On 1 June 1808 the French army numbered 117,000 men, and it took in
a further forty-four thousand up till 14 August. This was too small a force
for the conquest of Spain. Besides, it was far from being the equal of the
Grande Armée, which had remained in Germany, seeing that it had been
improvised with the help of ‘temporary regiments’, conscripts, together
with miscellaneous elements such as seamen, Paris National Guards and
more especially foreigners – Hanoverians and other Germans, Swiss, Italians
and Poles, who for the fi rst time constituted an important part of the effec-
tive strength. The command was also distinctly second-rate, and material
preparations – as always – more or less nonexistent, and that in a country
incapable of providing the resources usually presumed to be available on the
spot. The geographical conditions, moreover, were once again unfavourable
to Napoleon’s methods. Nevertheless, this army was conveniently massed
and had nothing to fear in set battle. It was the emperor who brought
disaster upon it by despising the rebels and so dispersing it in order to
occupy all the provinces at the same time.

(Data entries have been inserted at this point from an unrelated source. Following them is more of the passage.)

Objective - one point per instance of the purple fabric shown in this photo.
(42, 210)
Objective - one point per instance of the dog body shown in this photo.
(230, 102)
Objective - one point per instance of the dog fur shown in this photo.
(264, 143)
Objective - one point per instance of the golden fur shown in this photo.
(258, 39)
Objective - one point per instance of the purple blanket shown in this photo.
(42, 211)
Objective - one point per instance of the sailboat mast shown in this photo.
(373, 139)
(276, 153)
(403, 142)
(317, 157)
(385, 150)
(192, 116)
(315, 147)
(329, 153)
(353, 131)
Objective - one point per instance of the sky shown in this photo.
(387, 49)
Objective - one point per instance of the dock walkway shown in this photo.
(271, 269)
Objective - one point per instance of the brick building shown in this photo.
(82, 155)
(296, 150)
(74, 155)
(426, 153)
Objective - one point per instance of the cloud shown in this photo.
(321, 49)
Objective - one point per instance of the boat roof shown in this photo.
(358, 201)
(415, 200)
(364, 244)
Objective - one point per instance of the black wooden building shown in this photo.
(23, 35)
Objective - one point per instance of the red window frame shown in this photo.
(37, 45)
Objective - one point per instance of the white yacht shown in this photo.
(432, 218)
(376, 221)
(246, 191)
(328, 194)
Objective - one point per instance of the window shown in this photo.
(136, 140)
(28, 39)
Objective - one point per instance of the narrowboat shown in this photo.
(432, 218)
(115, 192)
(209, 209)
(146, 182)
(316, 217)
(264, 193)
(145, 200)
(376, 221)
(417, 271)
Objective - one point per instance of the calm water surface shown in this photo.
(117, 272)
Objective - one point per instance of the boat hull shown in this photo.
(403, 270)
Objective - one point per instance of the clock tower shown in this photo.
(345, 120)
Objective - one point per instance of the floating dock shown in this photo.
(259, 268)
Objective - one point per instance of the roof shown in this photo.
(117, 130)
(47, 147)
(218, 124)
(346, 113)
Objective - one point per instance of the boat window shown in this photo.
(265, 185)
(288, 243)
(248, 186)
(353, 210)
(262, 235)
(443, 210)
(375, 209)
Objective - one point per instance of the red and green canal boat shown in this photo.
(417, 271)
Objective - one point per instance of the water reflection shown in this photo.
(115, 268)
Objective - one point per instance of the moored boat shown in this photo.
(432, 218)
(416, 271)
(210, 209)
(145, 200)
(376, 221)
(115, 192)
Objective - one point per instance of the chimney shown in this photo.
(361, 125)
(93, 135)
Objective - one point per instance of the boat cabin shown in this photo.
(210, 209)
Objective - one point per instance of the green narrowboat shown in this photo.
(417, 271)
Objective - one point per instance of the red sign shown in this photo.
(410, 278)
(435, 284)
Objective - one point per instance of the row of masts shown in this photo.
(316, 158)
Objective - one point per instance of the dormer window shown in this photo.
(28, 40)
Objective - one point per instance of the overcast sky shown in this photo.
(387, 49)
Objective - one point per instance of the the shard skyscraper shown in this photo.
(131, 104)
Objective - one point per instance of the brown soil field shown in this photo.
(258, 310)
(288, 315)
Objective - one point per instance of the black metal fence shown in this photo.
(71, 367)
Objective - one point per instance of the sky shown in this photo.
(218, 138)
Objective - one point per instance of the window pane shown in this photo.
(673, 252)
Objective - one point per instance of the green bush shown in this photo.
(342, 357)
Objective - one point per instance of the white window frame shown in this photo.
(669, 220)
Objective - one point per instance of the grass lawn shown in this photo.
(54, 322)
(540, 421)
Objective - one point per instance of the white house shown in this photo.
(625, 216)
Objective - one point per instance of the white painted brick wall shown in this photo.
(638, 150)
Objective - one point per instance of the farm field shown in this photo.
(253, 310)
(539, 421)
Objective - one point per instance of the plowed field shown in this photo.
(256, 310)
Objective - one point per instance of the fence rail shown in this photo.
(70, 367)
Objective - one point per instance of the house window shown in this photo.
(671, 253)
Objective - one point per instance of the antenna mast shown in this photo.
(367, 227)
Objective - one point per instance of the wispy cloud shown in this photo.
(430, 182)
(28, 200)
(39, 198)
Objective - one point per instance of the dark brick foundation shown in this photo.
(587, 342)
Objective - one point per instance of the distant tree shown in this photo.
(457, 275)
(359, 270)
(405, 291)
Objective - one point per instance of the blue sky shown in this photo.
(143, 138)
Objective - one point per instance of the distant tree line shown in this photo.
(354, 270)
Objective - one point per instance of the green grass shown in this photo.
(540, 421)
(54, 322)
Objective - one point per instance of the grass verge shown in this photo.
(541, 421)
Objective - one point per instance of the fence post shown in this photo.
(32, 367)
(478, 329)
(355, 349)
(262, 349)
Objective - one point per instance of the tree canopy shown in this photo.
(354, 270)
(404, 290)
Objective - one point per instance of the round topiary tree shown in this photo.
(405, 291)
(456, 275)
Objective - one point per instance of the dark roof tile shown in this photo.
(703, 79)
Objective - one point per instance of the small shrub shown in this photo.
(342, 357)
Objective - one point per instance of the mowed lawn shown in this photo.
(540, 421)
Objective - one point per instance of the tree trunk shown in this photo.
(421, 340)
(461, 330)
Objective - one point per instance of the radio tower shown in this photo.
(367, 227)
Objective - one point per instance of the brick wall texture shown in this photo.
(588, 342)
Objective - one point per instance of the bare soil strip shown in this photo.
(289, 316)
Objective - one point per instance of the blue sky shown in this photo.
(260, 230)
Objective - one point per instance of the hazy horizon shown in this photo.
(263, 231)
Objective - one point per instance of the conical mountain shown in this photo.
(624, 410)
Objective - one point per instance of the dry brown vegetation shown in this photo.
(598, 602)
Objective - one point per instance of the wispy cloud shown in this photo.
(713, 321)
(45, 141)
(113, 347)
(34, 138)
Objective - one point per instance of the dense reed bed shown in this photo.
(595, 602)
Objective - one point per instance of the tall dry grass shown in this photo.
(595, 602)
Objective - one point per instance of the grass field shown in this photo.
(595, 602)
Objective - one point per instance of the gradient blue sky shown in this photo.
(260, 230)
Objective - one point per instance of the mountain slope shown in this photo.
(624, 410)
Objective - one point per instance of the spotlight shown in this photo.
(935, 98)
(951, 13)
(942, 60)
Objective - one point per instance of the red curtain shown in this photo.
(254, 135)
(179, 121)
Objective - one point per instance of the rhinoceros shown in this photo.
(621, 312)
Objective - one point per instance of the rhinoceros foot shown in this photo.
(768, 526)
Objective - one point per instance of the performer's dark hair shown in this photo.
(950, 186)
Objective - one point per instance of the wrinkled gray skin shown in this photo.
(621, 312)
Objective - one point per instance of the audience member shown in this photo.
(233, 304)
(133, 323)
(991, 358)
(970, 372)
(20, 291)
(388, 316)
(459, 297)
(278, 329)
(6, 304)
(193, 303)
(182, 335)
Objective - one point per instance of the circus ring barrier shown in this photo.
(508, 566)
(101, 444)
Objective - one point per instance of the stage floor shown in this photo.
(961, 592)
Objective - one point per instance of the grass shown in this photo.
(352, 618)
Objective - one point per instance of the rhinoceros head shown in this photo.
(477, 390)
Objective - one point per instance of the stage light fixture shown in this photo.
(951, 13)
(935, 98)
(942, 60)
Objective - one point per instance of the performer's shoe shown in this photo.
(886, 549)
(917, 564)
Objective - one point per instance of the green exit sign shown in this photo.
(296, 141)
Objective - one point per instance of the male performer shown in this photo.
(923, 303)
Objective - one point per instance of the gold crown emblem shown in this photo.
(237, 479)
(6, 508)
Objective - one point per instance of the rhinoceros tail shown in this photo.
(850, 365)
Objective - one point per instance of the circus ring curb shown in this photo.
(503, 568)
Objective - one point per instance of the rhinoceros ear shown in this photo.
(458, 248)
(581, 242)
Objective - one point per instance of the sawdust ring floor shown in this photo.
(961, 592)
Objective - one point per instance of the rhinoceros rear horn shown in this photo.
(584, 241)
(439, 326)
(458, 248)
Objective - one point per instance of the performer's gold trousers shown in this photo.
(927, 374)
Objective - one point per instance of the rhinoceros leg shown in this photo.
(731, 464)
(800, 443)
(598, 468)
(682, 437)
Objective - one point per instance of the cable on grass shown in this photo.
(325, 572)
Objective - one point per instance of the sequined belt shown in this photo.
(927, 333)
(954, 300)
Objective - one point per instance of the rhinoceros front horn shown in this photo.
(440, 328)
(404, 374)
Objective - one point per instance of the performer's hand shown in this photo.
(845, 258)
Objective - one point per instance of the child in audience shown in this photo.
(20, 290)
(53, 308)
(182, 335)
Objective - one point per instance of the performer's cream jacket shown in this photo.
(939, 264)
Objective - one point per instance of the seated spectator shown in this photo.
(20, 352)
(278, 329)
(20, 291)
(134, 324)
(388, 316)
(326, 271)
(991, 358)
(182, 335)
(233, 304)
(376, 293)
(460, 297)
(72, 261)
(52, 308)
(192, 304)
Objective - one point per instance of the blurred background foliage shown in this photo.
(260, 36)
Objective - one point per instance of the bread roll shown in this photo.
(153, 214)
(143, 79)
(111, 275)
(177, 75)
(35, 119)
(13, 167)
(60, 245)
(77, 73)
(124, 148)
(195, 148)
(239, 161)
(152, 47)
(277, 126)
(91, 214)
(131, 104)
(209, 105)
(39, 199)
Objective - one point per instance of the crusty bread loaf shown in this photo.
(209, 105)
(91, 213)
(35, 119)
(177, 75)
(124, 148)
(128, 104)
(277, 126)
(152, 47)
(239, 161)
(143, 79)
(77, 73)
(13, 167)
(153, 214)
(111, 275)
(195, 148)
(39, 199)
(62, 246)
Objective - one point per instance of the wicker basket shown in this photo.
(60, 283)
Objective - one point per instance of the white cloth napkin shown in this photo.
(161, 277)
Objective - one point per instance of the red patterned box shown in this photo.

In the north-west, the French took possession of Santander, Valladolid and
Bilbao. The Galician army, commanded by Blake, thirty thousand strong,
advanced against them, but was routed by Bessières on 14 July at Medina del
Rio Seco. In Aragon, Palafox, who was famous as a leader but in fact very
second-rate, was hurled back beyond Tudela, and Verdier besieged Saragossa,
carrying part of it by assault at the beginning of August. But in Catalonia
Duhesme had to raise the siege of Gerona and found himself hemmed into
Barcelona, while Moncey, reaching Valencia without any siege equipment,
had to retire towards the Tagus. The war at once assumed a fearful character,
the Spanish torturing or massacring their prisoners; the French, wild with
rage and hunger, burning the villages by way of reprisal and putting the
inhabitants to the sword. But these were minor diffi culties compared with the
terrible reverses which began to show up the hazards of the whole adventure.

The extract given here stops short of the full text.